The most common issue we hear from our customers is about label alignment using Microsoft Word templates. Below are a few tips to achieve proper alignment and a successful print job.
We recommend that our customers set up their label design by making their first print on a plain white piece of paper. Place the printout over 1 sheet of labels and hold up to the light. You can then verify that all of your text and graphics fall within the template perimeters.
If all labels appear "squished" in one or more direction, be sure that the "Scale to Paper Size" setting is set to "No Scaling." Your labels may very well be perfectly aligned on the screen, but your printer plays by its own set of rules and will often times ignore template inputs unless set otherwise.
The MS Word templates do not include a visual die line, so depending on your individual settings the page may appear blank. To adjust your settings to allow for grid lines to be viewed please see our blog post here which includes step by step instructions for adjusting your MS Word settings.
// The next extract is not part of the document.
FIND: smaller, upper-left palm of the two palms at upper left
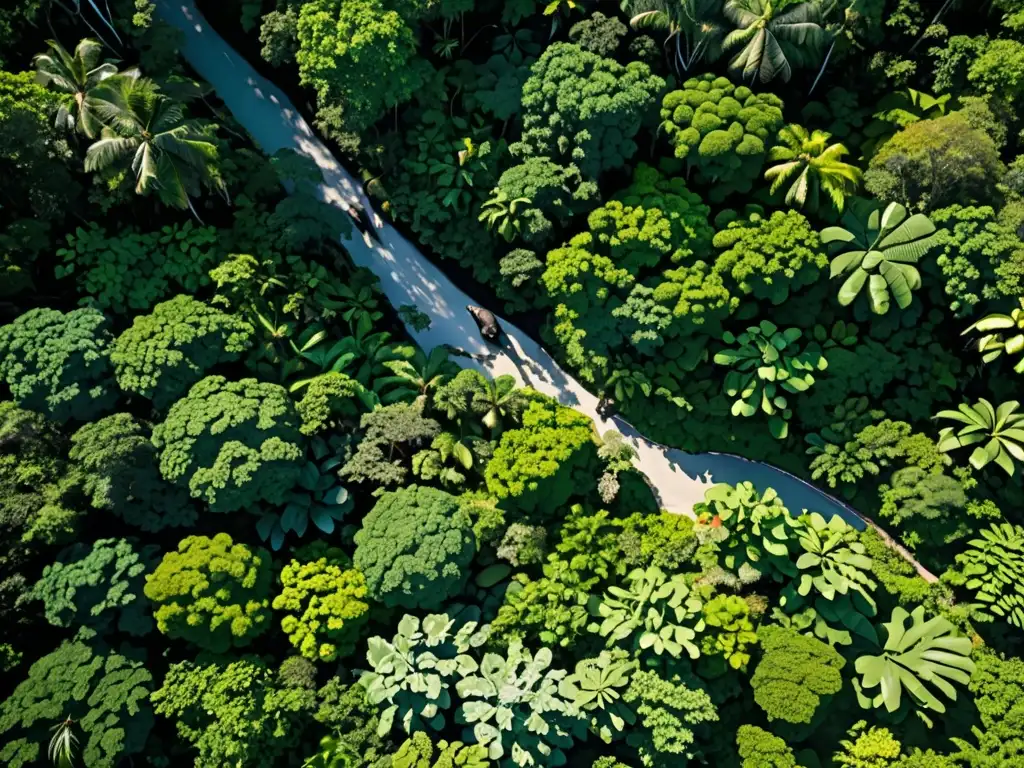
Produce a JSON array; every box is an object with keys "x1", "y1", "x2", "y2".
[{"x1": 32, "y1": 38, "x2": 118, "y2": 138}]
MS Word does a lot of things well, but one thing it does not do is allow for editable non-linear objects. This means that a 1" x 2" label will appear as a 1" x 2" rectangle, leaving it up to the user to adjust text and artwork to account for rounded edges. This will likely require some trial, error & adjustment to get them just right.
Most computers nowadays come equipped with Adobe Acrobat Reader which allows the user to open and view PDF documents. What this program will not allow you to do with a standard PDF template is make text and image inputs. We have options to use editable PDF templates in Acrobat reader but edibility is very limited, and in most cases we recommend use of the MS Word templates for this type of user.
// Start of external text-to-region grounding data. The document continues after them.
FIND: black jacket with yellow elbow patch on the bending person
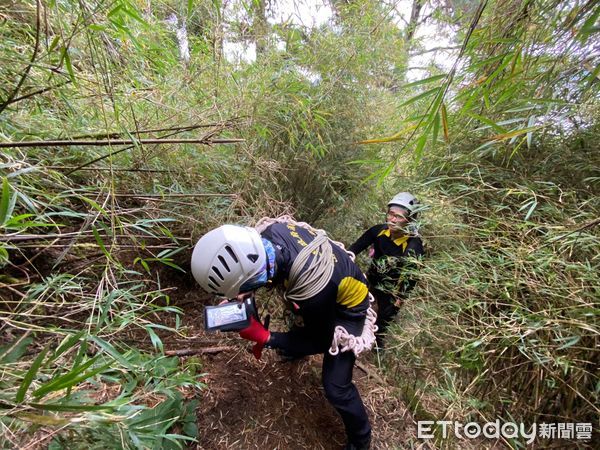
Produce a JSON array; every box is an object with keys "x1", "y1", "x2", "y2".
[{"x1": 261, "y1": 223, "x2": 369, "y2": 338}]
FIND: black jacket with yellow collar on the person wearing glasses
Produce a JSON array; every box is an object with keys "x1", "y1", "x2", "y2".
[{"x1": 349, "y1": 224, "x2": 425, "y2": 295}]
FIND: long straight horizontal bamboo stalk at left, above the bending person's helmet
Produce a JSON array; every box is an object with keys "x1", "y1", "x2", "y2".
[{"x1": 0, "y1": 138, "x2": 246, "y2": 148}]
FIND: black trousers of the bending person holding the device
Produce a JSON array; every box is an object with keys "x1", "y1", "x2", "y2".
[{"x1": 268, "y1": 328, "x2": 371, "y2": 447}]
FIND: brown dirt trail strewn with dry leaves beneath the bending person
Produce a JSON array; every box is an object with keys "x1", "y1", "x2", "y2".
[{"x1": 165, "y1": 276, "x2": 427, "y2": 450}]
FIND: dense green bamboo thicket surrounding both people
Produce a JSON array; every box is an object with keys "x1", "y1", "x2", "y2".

The templates will work using MS Works version 6.0, and will not work using previous versions.
Avoid using a stroke or outline to match the border of your labels if possible. Again, your template and artwork may be perfect, but that doesn't account for tolerances your individual printer. If the printer is just 1/64" off, the label outline can go from stunning onscreen to destroying the visual symmetry of the printed be. Matching a stroke/outline in your artwork to the label die line on a blank label sheet can be frustrating for even the most experienced graphic designer.
If at all possible use high resolution artwork 300dpi or greater to produce crisp clean graphic elements.